また、特許文献1に記載のバグフィルタ装置では、パルスジェット気体をろ布の耐熱温度以下に加熱することができる。加熱されたパルスジェット気体をろ布に噴射することにより、ろ布の目詰まりの原因となる、反応生成物の潮解、固着の進行を回避することができる。
【先行技術文献】
【特許文献】
【0004】
【文献】特開2004-81958号公報
【発明の概要】
【発明が解決しようとする課題】
【0005】
特許文献1に記載のバグフィルタ装置では、ろ布は、排ガスとパルスジェット気体との双方に接することとなるが、これら双方の温度差の程度によっては、それが起因となって、劣化し易くなるという問題がある。
【0006】
本発明の目的は、異物含有ガスとクリーニングガスとの温度差によるフィルタの劣化を防止することができる集塵装置を提供することにある。
【課題を解決するための手段】
【0007】
本発明の集塵装置の一つの態様は、異物を含む異物含有ガスが供給される装置本体と、
前記装置本体に設置され、前記異物含有ガスが通過することにより、該異物含有ガス中の前記異物を捕捉するフィルタと、
前記フィルタを清掃するクリーニングガスを前記フィルタに噴射するクリーニングガス噴射部と、
前記フィルタの温度、および、該フィルタの温度に関連する温度のうちの少なくとも一方を検出する温度検出部と、
前記温度検出部の検出結果に基づいて、前記クリーニングガスの温度を調整する温度調整部とを備えることを特徴とする。
【発明の効果】
【0008】
本発明によれば、異物含有ガスの温度に応じて、クリーニングガスの温度を温度調整部で調整することができる。これにより、異物含有ガスとクリーニングガスとの温度差、すなわち、双方の温度の乖離をできる限り解消することができる。これにより、異物含有ガスとクリーニングガスとに接するフィルタが、双方のガスの温度差を起因として劣化するのを防止することができる。
【図面の簡単な説明】
【0009】
図1図1は、本発明の集塵装置(通常使用状態)の第1実施形態を示す垂直断面図である。
図2図2は、本発明の集塵装置(クリーニング状態)の第1実施形態を示す垂直断面である。

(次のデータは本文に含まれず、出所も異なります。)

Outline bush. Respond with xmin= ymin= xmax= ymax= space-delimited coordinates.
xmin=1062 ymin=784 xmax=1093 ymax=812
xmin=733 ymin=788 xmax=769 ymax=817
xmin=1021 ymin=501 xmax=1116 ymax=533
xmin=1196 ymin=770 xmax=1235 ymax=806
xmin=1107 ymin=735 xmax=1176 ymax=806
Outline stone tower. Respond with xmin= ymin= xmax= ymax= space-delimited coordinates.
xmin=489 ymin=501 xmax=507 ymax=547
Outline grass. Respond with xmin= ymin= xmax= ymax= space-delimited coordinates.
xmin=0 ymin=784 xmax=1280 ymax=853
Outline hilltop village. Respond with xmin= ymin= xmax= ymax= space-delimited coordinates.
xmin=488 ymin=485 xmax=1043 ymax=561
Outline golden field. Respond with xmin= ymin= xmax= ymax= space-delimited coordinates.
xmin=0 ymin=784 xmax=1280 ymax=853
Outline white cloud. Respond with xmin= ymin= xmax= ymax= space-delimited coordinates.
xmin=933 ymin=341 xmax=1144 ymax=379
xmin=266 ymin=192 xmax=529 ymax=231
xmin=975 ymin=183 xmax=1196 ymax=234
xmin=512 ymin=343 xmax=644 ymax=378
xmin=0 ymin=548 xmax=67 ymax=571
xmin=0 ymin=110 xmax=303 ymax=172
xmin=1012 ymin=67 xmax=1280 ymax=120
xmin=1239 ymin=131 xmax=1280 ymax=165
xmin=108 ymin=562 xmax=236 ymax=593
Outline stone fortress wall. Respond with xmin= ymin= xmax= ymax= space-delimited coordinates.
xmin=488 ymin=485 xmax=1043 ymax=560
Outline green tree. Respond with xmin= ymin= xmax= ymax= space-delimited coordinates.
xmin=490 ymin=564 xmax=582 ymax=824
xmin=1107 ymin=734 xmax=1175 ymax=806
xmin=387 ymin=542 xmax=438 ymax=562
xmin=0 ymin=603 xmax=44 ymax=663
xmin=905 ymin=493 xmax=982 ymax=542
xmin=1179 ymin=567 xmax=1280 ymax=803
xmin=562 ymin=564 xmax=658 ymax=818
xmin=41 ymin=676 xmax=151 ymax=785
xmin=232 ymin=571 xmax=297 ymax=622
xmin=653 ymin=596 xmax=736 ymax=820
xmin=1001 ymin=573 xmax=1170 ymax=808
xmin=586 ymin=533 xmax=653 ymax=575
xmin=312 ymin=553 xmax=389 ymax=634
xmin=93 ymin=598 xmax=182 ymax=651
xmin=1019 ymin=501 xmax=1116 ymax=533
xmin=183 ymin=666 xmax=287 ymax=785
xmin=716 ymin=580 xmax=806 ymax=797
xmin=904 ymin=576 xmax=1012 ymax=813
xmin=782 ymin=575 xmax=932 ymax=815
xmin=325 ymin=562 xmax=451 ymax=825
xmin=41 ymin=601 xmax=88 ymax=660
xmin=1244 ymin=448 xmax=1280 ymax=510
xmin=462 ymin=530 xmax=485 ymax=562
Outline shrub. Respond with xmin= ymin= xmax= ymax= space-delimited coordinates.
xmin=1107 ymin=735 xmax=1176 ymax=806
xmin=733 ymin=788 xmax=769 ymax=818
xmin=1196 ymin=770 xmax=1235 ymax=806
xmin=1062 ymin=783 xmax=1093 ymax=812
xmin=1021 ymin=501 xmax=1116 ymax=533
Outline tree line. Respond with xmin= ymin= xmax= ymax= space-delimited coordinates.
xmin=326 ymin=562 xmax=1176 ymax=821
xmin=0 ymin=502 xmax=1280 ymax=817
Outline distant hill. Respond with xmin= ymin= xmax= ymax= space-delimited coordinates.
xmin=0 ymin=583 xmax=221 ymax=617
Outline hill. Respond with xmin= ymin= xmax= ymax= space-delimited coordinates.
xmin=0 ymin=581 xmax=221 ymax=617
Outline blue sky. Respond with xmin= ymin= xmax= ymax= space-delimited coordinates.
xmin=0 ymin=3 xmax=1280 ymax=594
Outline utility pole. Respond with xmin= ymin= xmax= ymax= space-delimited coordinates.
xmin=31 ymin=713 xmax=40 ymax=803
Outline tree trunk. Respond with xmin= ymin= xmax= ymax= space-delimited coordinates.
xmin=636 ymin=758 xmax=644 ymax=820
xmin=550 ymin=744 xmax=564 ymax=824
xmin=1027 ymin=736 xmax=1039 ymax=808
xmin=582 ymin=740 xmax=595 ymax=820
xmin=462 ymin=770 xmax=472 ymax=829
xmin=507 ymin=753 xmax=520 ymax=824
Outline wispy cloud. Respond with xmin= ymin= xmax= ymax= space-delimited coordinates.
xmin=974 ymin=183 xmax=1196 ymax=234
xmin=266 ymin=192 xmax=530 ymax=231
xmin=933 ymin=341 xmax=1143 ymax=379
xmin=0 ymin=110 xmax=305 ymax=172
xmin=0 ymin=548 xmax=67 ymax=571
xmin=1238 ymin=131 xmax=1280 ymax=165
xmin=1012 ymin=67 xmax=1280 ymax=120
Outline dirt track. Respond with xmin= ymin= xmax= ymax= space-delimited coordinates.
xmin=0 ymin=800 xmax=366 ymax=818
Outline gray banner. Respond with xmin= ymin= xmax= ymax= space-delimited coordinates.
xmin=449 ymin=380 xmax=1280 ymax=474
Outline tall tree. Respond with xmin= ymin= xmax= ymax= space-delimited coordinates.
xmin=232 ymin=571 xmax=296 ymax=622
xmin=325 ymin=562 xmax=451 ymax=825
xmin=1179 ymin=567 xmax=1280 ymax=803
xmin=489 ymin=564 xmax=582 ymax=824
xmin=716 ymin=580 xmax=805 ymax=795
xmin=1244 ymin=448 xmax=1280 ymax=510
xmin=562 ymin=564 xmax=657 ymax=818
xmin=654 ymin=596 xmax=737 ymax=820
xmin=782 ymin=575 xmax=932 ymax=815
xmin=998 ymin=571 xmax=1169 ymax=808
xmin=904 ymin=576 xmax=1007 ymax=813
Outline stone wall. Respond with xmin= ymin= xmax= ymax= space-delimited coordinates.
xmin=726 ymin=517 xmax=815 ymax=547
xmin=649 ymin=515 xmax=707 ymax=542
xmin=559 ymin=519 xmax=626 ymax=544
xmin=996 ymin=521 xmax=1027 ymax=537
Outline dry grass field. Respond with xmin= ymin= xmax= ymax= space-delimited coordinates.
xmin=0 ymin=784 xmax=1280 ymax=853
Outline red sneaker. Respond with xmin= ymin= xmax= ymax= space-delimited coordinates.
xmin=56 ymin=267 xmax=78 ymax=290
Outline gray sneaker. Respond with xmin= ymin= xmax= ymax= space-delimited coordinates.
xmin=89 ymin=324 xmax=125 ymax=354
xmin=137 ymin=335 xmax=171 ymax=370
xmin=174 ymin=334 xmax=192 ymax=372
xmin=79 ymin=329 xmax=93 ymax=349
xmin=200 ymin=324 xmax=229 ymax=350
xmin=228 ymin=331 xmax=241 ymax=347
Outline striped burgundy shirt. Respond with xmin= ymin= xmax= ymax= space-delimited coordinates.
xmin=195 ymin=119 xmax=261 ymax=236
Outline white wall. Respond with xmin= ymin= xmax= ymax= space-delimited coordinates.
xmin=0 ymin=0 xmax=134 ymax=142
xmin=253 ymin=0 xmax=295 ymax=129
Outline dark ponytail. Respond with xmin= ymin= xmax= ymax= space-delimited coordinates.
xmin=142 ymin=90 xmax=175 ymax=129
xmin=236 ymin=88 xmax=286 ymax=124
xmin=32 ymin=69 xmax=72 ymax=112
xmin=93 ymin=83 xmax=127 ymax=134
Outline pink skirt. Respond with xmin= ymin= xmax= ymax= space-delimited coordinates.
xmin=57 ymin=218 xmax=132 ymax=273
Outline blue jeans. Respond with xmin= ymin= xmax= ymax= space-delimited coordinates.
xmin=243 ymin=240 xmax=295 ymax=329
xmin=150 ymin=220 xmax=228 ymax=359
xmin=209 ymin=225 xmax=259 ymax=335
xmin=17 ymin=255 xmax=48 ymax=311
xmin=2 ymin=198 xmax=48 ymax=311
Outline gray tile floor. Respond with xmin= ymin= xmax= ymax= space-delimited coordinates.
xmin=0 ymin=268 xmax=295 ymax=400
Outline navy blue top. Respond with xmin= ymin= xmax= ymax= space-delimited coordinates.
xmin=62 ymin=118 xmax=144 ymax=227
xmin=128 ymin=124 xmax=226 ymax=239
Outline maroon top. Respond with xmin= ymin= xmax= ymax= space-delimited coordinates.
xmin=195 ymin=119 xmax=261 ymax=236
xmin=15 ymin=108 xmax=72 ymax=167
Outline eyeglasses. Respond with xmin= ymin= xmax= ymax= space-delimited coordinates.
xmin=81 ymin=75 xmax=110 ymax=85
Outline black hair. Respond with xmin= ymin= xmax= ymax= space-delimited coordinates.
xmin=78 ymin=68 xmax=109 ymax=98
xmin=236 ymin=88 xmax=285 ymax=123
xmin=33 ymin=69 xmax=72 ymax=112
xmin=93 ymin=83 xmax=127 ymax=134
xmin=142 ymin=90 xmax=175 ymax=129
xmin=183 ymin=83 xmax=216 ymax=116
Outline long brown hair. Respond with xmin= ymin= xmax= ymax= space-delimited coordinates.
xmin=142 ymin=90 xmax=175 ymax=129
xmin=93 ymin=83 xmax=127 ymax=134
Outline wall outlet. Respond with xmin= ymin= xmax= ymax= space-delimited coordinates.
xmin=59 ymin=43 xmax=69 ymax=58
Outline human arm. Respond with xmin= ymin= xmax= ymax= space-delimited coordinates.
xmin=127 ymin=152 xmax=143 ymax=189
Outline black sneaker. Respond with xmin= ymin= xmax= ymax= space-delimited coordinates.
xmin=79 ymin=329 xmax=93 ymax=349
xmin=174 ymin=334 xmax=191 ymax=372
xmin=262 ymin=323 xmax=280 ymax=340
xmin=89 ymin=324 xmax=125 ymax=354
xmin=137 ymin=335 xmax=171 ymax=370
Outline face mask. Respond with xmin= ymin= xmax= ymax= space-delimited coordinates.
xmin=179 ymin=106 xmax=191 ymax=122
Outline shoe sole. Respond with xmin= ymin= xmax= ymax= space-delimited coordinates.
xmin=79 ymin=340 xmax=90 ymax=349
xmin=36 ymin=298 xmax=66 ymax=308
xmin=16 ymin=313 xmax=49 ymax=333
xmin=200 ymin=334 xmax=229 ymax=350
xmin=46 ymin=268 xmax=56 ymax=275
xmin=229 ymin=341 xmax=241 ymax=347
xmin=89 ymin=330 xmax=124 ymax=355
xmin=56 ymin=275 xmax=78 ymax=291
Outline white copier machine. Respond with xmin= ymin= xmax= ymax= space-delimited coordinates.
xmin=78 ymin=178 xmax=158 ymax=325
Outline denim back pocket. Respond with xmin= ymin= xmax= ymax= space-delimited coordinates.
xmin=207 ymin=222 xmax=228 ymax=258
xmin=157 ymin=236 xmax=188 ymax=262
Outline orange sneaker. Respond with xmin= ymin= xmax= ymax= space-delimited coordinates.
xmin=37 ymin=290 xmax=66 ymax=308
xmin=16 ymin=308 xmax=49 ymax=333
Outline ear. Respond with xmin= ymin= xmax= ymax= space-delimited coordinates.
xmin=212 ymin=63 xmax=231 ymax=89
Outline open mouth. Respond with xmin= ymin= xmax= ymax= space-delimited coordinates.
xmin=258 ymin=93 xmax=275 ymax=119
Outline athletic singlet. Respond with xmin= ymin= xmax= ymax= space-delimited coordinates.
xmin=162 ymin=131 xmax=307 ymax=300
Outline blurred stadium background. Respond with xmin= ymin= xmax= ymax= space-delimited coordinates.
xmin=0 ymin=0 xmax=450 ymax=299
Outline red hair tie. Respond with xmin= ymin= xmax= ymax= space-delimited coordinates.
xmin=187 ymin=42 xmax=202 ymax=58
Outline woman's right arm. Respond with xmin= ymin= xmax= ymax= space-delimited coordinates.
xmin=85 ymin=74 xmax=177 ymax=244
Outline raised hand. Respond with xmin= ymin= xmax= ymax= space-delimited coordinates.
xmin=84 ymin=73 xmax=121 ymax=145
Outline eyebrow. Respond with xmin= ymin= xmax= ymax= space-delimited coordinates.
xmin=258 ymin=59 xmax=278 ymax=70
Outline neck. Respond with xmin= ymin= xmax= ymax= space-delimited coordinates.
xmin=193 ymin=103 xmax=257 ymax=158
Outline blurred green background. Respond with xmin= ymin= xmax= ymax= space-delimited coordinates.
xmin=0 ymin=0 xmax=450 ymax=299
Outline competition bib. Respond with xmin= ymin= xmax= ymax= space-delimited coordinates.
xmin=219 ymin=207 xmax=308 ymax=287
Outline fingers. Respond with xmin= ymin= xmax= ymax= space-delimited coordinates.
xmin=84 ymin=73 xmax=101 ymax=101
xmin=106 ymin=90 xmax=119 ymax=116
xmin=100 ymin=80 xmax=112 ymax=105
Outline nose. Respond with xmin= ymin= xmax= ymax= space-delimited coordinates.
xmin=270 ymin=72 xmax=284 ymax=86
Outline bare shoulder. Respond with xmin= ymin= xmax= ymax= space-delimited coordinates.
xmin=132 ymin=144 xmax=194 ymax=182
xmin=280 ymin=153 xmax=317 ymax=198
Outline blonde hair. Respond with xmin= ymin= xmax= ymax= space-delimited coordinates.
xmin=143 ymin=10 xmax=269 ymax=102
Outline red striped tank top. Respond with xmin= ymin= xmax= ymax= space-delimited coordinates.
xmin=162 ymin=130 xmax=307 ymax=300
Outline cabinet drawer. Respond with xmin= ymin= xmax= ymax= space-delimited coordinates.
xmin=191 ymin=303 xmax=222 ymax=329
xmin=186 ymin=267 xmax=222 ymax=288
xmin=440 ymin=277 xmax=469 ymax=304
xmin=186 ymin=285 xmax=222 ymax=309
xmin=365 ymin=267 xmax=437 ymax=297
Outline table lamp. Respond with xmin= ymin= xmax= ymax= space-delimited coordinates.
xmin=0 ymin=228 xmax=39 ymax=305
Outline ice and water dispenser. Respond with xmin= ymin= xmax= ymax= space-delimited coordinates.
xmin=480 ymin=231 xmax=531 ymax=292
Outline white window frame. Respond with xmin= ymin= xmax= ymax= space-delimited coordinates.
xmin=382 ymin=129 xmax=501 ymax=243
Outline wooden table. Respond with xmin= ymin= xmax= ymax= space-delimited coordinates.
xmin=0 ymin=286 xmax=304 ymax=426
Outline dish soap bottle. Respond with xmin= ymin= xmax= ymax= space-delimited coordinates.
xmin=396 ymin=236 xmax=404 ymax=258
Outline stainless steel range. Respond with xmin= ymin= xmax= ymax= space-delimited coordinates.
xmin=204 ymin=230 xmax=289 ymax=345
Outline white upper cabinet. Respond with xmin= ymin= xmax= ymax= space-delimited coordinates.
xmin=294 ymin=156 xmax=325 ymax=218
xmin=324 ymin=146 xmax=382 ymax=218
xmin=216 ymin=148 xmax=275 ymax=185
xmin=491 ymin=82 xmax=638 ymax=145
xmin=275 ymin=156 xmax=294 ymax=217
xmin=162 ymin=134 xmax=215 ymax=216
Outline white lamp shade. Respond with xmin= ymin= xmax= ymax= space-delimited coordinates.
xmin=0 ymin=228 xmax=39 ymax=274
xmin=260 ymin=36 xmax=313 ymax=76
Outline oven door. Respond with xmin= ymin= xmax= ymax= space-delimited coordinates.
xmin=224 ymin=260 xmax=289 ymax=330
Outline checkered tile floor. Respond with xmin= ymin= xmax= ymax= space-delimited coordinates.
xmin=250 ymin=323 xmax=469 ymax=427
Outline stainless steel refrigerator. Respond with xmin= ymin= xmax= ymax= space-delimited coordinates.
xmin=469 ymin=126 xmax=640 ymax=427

図3図3は、本発明の集塵装置の主要部のブロック図である。
図4図4は、本発明の集塵装置(通常使用状態)の第2実施形態を示す垂直断面である。
図5図5は、本発明の集塵装置(通常使用状態)の第3実施形態を示す垂直断面である。
図6図6は、本発明の集塵装置(通常使用状態)の第4実施形態を示す垂直断面である。
図7図7は、本発明の集塵装置(通常使用状態)の第5実施形態を示す垂直断面図である。
【発明を実施するための形態】
【0010】
以下、本発明の集塵装置を添付図面に示す好適な実施形態に基づいて詳細に説明する。なお、以下では、説明の都合上、図1図2および図4図7中の上側を「上(または上方)」、下側を「下(または下方)」と言う。
<第1実施形態>
図1図3を参照して、本発明の集塵装置の第1実施形態について説明する。
【0011】
図1に示す集塵装置1は、例えば、産業廃棄物や家庭ゴミ等を処理する処理施設の他、製鉄、製鋼施設等の産業施設に設置され、焼却炉や破砕設備等(以下「焼却炉」を代表とする)から排出される異物含有ガス(含塵空気)AR1を浄化するのに用いられる。そして、浄化された異物含有ガスAR1は、異物除去ガス(浄化空気)AR2として、例えば、大気中に排出される。
【0012】
図1図2に示すように、集塵装置1は、装置本体である筐体2と、異物含有ガスAR1に含まれる塵(埃も含む)等の異物EMを捕捉する複数のフィルタ3と、クリーニングガス(空気)AR3を噴射するクリーニングガス噴射部4と、浄化空気AR2を排出する排出部5と、フィルタ3の温度に関連する温度を検出する温度検出部61と、クリーニングガスAR3の温度を調整する温度調整部7とを備える。また、図3に示すように、集塵装置1は、クリーニングガス噴射部4、温度検出部61および温度調整部7と電気的に接続された制御部8も備える。以下、各部の構成について説明する。
【0013】
筐体2は、例えば本実施形態では円錐台形状をなし、その中心軸O2が鉛直方向に沿った姿勢で支持されている。この筐体2は、内部が隔壁部23によって上下に2つの空間に区画されている。下側の空間は、異物含有ガスAR1が通過する第1室21である。上側の空間は、異物含有ガスAR1から塵等の異物EMが除去されて、浄化された異物除去ガスAR2が通過する第2室22である。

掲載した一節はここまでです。